Re: Unicode, SMS, PDA/cellphones

From: Doug Ewell (
Date: Mon May 29 2006 - 12:57:02 CDT

  • Next message: Doug Ewell: "Re: Unicode, SMS, PDA/cellphones"

    Theodore H. Smith <delete at elfdata dot com> replied to Cristian

    >> Every time I try to send a SMS message that includes accented
    >> characters for my language (Romanian), I can't stop to blame those
    >> who have established the SMS technical standard, because the fixed
    >> 2-bytes character for Latin is pure waste of space (and money :).
    > BOCU would have been more sensible.

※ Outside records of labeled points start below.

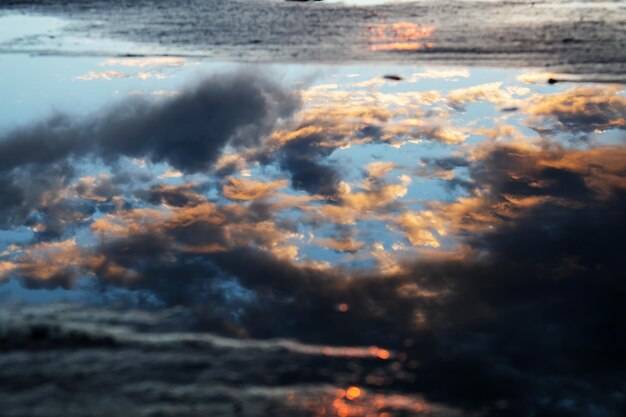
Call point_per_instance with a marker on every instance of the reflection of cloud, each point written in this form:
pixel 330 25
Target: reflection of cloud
pixel 340 245
pixel 399 36
pixel 486 283
pixel 245 190
pixel 110 75
pixel 491 92
pixel 582 109
pixel 162 61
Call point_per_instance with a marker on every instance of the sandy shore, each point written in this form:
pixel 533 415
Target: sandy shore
pixel 585 37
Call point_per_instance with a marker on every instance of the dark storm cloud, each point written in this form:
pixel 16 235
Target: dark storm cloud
pixel 528 323
pixel 179 195
pixel 302 158
pixel 187 131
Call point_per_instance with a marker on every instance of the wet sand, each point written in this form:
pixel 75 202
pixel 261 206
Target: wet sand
pixel 583 38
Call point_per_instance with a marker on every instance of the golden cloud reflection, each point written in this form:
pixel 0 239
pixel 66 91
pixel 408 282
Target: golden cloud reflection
pixel 400 36
pixel 357 401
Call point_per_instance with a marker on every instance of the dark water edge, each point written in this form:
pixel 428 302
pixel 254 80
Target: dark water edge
pixel 556 35
pixel 64 360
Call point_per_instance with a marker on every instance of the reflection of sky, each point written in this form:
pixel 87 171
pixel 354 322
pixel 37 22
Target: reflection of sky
pixel 432 113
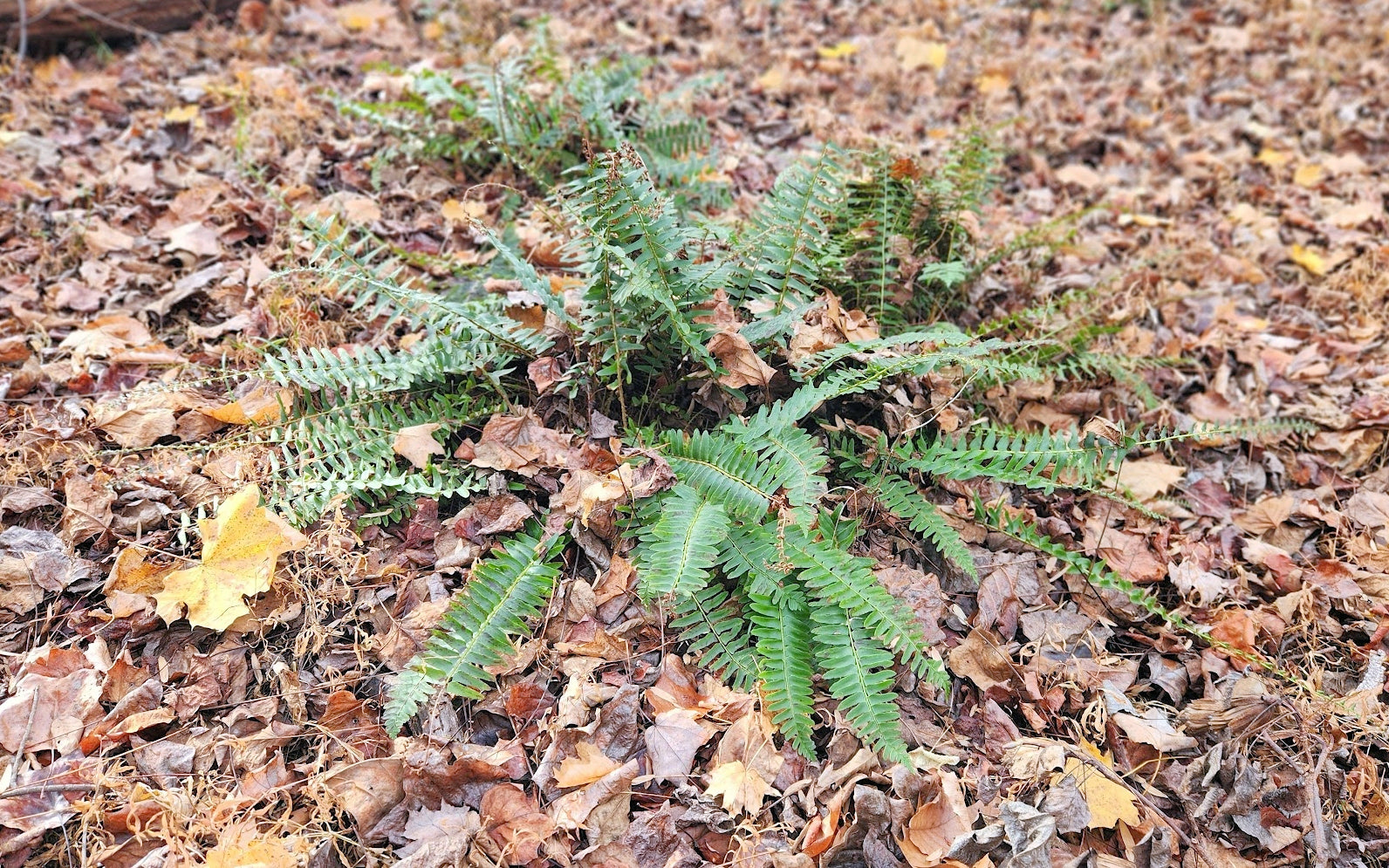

It can usually encode codepoints
    > above 256 in one byte per character, and it can represent every code
    > point.

    Actually that's not the full story with BOCU-1, because it requires 2
    bytes not only to encode a Latin character outside of ASCII but also 2
    bytes to encode the next ASCII character (except space or controls).
    BOCU-1 works better on text that fits within a 128-byte block.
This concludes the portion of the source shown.